Questions about torchmetrics MSE

Dear all,

good day.
I computed the MSE using torchmetrics after the test.
I found that the value is strange after I descale.

MSE value before descale is 0.0018.

MSE after descale is 0.7052.

May I know the correct implementation for the MSE?
Shall I compute it before descale since the train, val and test all done in scaling?

I suspect that the MSE is amplify after descale.

Please give me some feedback or comments if anyone know about this.

Thank you very much

Could you describe your use case a bit more and what “descale” refers to, please?

Hi @ptrblck,

I use minmax scaler from sklearn.
scaler = MinMaxScaler(feature_range=(-1,1))

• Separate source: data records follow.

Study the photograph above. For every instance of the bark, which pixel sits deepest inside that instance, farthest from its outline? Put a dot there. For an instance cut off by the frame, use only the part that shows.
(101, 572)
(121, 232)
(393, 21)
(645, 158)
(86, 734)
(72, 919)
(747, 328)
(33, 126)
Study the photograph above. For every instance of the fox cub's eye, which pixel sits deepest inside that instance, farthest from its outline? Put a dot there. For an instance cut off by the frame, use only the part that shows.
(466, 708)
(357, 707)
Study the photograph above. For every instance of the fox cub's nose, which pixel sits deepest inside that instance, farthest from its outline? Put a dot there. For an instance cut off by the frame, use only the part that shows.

scaler = scaler.fit(features_df)

dummy_data = scaler.data_max_ + 5, scaler.data_min_ - 5

scaler = scaler.fit(dummy_data)

scaler.transform(train_df)

After trained and test,

descaler =MinMaxScaler()

descaler.min_, descaler.scale_ = scaler.min_[2], scaler.scale_[2]

def descale(descaler, values):

values_2d = np.array(values)

return descaler.inverse_transform(values_2d)

predictions_descaled = descale(descaler, sq)

speed_labels_descaled = descale(descaler, speed_labels)

The high MSE loss happened after I use predictions_descaled and speed_labels_descaled

Thanks

The change in the loss value would be expected, since you are comparing the mse loss for tensors on a different scale.
Here is a very simple example:

a = torch.randn(10)
b = torch.randn(10)
mse_loss = ((a - b)**2).mean()
> tensor(1.9161)

a_scaled = a * 1000.
b_scaled = b * 1000.
mse_loss_scaled = ((a_scaled - b_scaled)**2).mean()
> tensor(1916108.7500)

As you can see, the loss difference is created by the multiplication with 1000. for a and b.
This doesn’t mean that one error is “better” or “worse” than the other and depends how you are interpreting the output values.

E.g. scaling of target and model prediction values is sometimes done in regression tasks for e.g. keypoint detection. During training it might be beneficial for the model to predict the keypoint coordinates in the range [0, 1] while the original coordinate space could have been [0, 224].
While calculating the MSELoss for these scaled outputs and targets allows the model to train properly, its meaning might be hard to interpret since you won’t be able to easily map it to a location error in the “pixel space”. Unscaling the predictions and comparing them to the targets in the original range would allow you to use the MSELoss in this pixel space.

hi @ptrblck ,

Thanks for the reply.
I am not sure about the last sentence from your reply.
’ Unscaling the predictions and comparing them to the targets in the original range would allow you to use the MSELoss in this pixel space.’

Is this means unscale the predctions and labels in training process just before the computation of MSELoss?
I understand and see many practice that unscale is done only after the testing.
I saw some journal papers often publish the value of MSELoss, so I wonder the MSELoss is before unscale or after unscale.
That is the part I confuse.

Thanks

The last sentence explained how the MSELoss can be interpreted.
I.e. I would claim you are free to scale the loss during training to make the model converge, but the loss value itself might not be meaningful. E.g. considering the previous example of the keypoint detection I would like to know how many pixels are my predicted keypoints away from the target keypoints. To do so, I would need to get predictions in the “pixel space”, i.e. the predictions should have values in the range [0, image_height] and [0, image_width] (same as the target). If I’ve scaled the predictions during training to e.g. a range of [0, 1] (for better convergence), I would need to unscale them in order to interpret the loss in my target domain (i.e. the pixel space or image coordinates).

I don’t know, but would assume the authors explain it in their paper.

1 Like